Conocer La Paz con los propios ojos y las propias tripas es necesario.
Fotografía de Juan Quisbert
La Paz es sin duda uno de los asentamientos humanos más prodigiosos del mundo. No es una ciudad hermosa, no. Pero es única e irrepetible. Es verdadera. Genuina. Fantasmagóricamente real. Es uno de esos pocos lugares en el mundo con personalidad, alma, espíritu y casi diría voluntad propia. No habría forma de replicar una ciudad así ni aún queriendo. Todavía hoy sigo preguntándome cómo diablos la voluntad humana pudo acarrear hasta este valle escondido en el altiplano, a cuatro mil metros de altura, semejante cantidad de ladrillos, furgonetas, tejados de chapa, kilómetros de cable eléctrico, fetos de llama, pucheros de caldo, sombreros de bombín, pollos troceados y enharinados, vagones de teleférico y nichos para muertos.
Su aparición, detrás de una casa anónima de ladrillo, me provocó una de esas sensaciones intensísimas que justifican mil viajes. Grité como un loco. Varias veces. El bramar del tráfico se comió mis gritos, y ahí se quedó todo. Fue un sopapo para las retinas y para el espíritu. Y luego, la gradual asunción de su realidad, de sus calles atiborradas, sus mercados interminables y sus vertiginosas cuestas, fue como el surgir, inevitable, veloz y sincero, de un romance de esos que sabes que te harán daño. No amo ni La Paz ni Bolivia, me lo han puesto demasiado difícil, pero ciertamente me tienen hipnotizado, fascinado, deslumbrado como a un indefenso conejillo al que los faros de un coche van a matar de noche y es incapaz de reaccionar para evitarlo.
Creo que debes venir a La Paz. Qué diablos, creo necesario que vengas a Bolivia y conozcas esto con tus propios ojos y tus propias tripas. Ven a La Paz cuando tengas una semana libre. No hagas planes, ni se te ocurra hacer una reserva, simplemente plántate aquí, que el mal de altura te deje sin aliento, sube a un hostal cualquiera como un israelita más de los que se pasean por aquí con pantalones bombacho y mirada perdida; callejea, súbete a una furgoneta y cambia de barrio veinte veces, y si te cansas de la ciudad contrata un tour a donde te apetezca, a la ruta esa de la muerte, al lago Titicaca, a Uyuni, a donde sea; que te zarandeen en un jeep y te planten en otro lugar que te deje pasmado, atónito, sin palabras. Ven, esto te dejará boquiabierto. El turismo aquí todavía está por descubrir, hay un infinito margen para la aventura descontrolada y genuina, para paisajes marcianos que son un mazazo para el espíritu, para platos que te tendrán una semana sentado en la taza del váter hasta hacerte reversible, para interminables veladas bajo un manto puro de estrellas, para el incesante asombro.

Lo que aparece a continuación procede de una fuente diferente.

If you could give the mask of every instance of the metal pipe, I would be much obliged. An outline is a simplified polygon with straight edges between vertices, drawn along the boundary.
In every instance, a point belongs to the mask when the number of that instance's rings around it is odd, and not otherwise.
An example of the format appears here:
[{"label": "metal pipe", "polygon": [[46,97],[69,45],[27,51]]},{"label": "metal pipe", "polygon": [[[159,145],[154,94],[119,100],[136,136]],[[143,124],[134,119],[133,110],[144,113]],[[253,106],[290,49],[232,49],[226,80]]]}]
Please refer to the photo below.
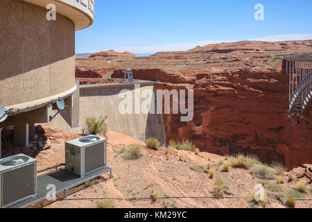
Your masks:
[{"label": "metal pipe", "polygon": [[[127,197],[90,197],[90,198],[63,198],[61,200],[150,200],[153,199],[152,196],[127,196]],[[216,198],[213,196],[159,196],[157,199],[180,199],[180,198],[196,198],[196,199],[205,199],[205,198]],[[248,199],[249,197],[245,196],[223,196],[220,198],[220,199]],[[280,200],[281,198],[270,198],[272,200]],[[295,198],[296,200],[311,201],[312,198]]]},{"label": "metal pipe", "polygon": [[65,164],[56,164],[55,166],[47,167],[47,168],[46,168],[46,169],[40,170],[39,171],[37,172],[37,173],[42,173],[42,172],[49,171],[49,170],[50,170],[50,169],[58,169],[58,167],[63,166],[65,166]]}]

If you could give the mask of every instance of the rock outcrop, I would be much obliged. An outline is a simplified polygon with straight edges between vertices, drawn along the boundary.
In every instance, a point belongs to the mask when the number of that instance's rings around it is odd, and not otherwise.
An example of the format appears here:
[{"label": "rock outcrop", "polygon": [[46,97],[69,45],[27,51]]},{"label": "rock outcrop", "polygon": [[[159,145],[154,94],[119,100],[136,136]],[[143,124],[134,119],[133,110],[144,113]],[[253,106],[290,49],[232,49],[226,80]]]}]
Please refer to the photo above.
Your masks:
[{"label": "rock outcrop", "polygon": [[297,53],[311,55],[312,41],[211,44],[119,58],[112,61],[112,77],[132,68],[135,78],[157,81],[158,89],[194,91],[192,121],[164,115],[167,142],[189,139],[203,151],[254,154],[291,169],[312,162],[312,105],[304,120],[287,117],[288,78],[281,57]]}]

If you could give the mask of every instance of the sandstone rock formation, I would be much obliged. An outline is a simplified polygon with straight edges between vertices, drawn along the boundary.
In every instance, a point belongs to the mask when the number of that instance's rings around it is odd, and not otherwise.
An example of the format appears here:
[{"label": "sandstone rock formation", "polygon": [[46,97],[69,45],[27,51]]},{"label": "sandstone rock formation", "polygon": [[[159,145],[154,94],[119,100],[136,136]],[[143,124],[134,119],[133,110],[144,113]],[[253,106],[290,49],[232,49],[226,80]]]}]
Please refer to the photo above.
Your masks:
[{"label": "sandstone rock formation", "polygon": [[101,58],[101,57],[112,57],[112,56],[135,56],[134,54],[124,51],[123,53],[119,53],[114,50],[109,50],[107,51],[100,51],[89,56],[89,58]]},{"label": "sandstone rock formation", "polygon": [[287,118],[288,78],[281,57],[297,54],[311,55],[312,41],[223,43],[118,57],[110,65],[115,66],[112,78],[123,78],[122,71],[132,68],[135,78],[157,81],[158,89],[194,90],[193,121],[164,115],[167,142],[189,139],[203,151],[254,154],[293,168],[312,162],[312,105],[304,120]]}]

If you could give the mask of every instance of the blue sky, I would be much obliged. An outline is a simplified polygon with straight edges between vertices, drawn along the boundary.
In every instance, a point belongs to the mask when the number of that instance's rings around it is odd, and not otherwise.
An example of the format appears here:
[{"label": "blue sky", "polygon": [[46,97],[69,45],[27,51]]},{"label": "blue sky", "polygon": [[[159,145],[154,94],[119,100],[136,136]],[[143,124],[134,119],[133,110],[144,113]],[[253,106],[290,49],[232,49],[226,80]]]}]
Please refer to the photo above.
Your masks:
[{"label": "blue sky", "polygon": [[[264,21],[254,6],[264,6]],[[187,50],[210,43],[312,39],[311,0],[96,0],[76,53]]]}]

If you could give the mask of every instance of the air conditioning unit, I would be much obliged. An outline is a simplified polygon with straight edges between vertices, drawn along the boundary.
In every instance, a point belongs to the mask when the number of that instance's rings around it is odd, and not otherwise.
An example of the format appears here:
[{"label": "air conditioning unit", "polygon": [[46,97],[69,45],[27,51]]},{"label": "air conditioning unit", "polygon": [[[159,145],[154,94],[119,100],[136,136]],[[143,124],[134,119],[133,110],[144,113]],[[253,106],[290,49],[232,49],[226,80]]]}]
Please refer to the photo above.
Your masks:
[{"label": "air conditioning unit", "polygon": [[65,143],[67,171],[83,177],[106,166],[107,139],[89,135]]},{"label": "air conditioning unit", "polygon": [[0,160],[0,207],[37,194],[37,160],[24,154]]}]

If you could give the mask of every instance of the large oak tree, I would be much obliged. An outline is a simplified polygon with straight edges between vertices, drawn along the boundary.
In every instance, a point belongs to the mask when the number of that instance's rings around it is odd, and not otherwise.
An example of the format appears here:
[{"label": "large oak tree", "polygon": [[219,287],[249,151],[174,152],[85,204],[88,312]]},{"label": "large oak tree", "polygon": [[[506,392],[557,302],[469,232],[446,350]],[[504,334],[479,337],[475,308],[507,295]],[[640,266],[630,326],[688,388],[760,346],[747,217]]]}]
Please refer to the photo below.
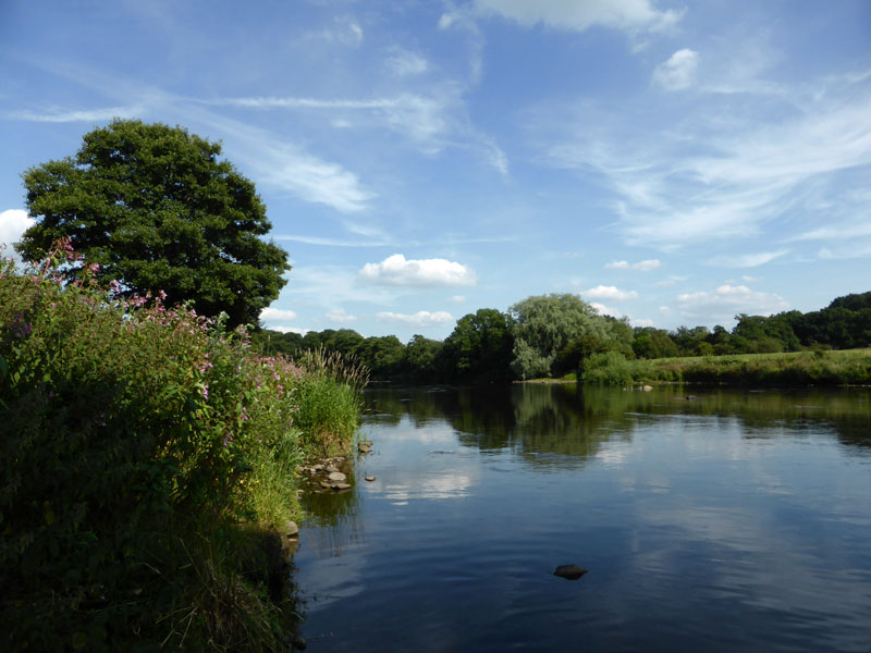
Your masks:
[{"label": "large oak tree", "polygon": [[24,173],[36,219],[15,249],[40,259],[69,237],[98,276],[125,294],[163,291],[230,325],[256,323],[278,297],[287,252],[261,236],[271,224],[254,184],[221,146],[181,127],[115,120],[84,136],[73,157]]}]

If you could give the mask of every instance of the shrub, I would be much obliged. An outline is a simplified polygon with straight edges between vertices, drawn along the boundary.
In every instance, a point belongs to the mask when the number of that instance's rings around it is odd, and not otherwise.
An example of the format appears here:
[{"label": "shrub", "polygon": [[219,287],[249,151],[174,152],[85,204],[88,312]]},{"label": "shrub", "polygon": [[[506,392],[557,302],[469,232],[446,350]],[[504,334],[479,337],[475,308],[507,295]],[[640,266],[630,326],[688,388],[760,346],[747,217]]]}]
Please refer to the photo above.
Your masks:
[{"label": "shrub", "polygon": [[275,648],[279,613],[236,559],[245,525],[298,514],[305,447],[347,442],[359,405],[332,433],[308,396],[341,395],[336,362],[260,358],[220,319],[69,282],[68,247],[0,262],[7,649]]}]

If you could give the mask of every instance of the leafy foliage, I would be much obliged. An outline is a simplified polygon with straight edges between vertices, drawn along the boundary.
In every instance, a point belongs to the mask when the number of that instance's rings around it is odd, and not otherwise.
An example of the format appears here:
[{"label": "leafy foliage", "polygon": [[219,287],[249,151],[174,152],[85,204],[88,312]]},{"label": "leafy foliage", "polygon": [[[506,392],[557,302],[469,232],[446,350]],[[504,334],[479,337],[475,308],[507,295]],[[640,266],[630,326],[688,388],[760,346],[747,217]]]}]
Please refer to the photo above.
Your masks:
[{"label": "leafy foliage", "polygon": [[[318,438],[348,442],[359,385],[123,297],[69,247],[25,273],[0,266],[7,648],[274,649],[278,614],[238,566],[243,525],[298,513],[294,468]],[[318,394],[341,410],[312,415]]]},{"label": "leafy foliage", "polygon": [[181,127],[115,120],[84,136],[73,157],[24,173],[37,222],[15,248],[28,261],[59,238],[84,255],[71,276],[118,280],[119,292],[191,301],[229,324],[256,323],[278,297],[287,254],[260,236],[271,224],[254,184],[221,146]]}]

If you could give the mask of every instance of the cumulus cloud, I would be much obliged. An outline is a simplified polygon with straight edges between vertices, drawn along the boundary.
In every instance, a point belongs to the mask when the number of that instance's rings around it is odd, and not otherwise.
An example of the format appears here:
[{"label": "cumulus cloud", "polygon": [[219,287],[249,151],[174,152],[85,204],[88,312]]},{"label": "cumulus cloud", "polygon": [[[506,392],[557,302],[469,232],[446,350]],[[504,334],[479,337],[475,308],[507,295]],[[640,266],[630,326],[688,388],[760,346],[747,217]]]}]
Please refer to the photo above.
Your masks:
[{"label": "cumulus cloud", "polygon": [[36,221],[27,214],[23,209],[8,209],[0,212],[0,245],[5,245],[5,256],[11,256],[15,260],[20,260],[12,245],[21,241],[22,235]]},{"label": "cumulus cloud", "polygon": [[751,291],[746,285],[723,284],[713,292],[677,296],[677,309],[685,319],[707,324],[729,322],[737,313],[770,316],[788,308],[780,295]]},{"label": "cumulus cloud", "polygon": [[593,26],[630,33],[659,32],[674,26],[682,16],[682,12],[658,11],[649,0],[476,0],[475,9],[515,21],[524,27],[541,23],[573,32]]},{"label": "cumulus cloud", "polygon": [[653,71],[653,83],[665,90],[680,90],[692,84],[699,67],[699,53],[684,48],[663,61]]},{"label": "cumulus cloud", "polygon": [[590,306],[592,306],[599,312],[600,316],[611,316],[613,318],[616,318],[617,316],[621,315],[616,308],[605,306],[604,304],[601,304],[599,301],[590,301]]},{"label": "cumulus cloud", "polygon": [[430,326],[432,324],[444,324],[445,322],[454,321],[453,316],[443,310],[436,312],[419,310],[410,316],[405,313],[381,311],[376,317],[382,322],[403,322],[405,324],[414,324],[415,326]]},{"label": "cumulus cloud", "polygon": [[359,275],[373,283],[408,286],[475,285],[475,272],[446,259],[409,259],[394,254],[380,263],[366,263]]},{"label": "cumulus cloud", "polygon": [[638,261],[630,263],[629,261],[614,261],[605,263],[609,270],[638,270],[639,272],[650,272],[662,266],[659,259],[648,259],[646,261]]},{"label": "cumulus cloud", "polygon": [[344,308],[334,308],[328,311],[326,317],[331,322],[339,322],[340,324],[349,324],[357,321],[357,316],[348,315]]},{"label": "cumulus cloud", "polygon": [[635,299],[638,293],[635,291],[621,291],[616,286],[598,285],[582,293],[586,297],[593,297],[596,299]]},{"label": "cumulus cloud", "polygon": [[715,256],[710,260],[710,264],[723,268],[758,268],[785,254],[789,254],[789,250],[778,249],[777,251],[760,251],[758,254]]},{"label": "cumulus cloud", "polygon": [[260,319],[265,322],[287,320],[293,321],[296,319],[296,312],[292,310],[282,310],[280,308],[267,307],[260,311]]}]

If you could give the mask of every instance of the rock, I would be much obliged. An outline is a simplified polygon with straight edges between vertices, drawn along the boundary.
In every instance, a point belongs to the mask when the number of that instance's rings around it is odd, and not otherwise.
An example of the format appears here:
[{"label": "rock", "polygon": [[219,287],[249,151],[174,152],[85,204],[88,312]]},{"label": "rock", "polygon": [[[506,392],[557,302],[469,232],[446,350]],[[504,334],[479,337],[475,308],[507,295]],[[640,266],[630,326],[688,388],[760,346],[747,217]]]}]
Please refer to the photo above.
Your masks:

En pocos lugares como en Bolivia las gentes tienen una relación contractual semejante con la Madre Tierra. Le vuelcan cerveza, se tumban sobre ella a escuchar su bramido, le cagan encima, le lloran sus penas, la invocan, le suplican, la aman. Y eso se nota. El carácter boliviano, sin ser huraño, es especial. Son personas con un tesón inquebrantable, una capacidad de trabajo asombrosa, una resistencia ilimitada. Van completamente a su bola, concentrados firmemente en su objetivo, y tú no te puedes inmiscuir en su camino, porque te arrollarán. Nada los detendrá. Detestan las fotos y que les hagas perder su valioso tiempo preguntándoles una dirección: como respuesta te darán una indicación vaga para librarse de ti y seguirán trabajando en lo suyo impasibles e infatigables. Este país va a despegar como un cohete, dale tiempo. En algún momento de un futuro muy cercano será demasiado tarde para conocer de primera mano una revolución silenciosa y visceral como ésta, porque la revolución habrá culminado: serán los príncipes de la Pachamama, reyes del altiplano andino.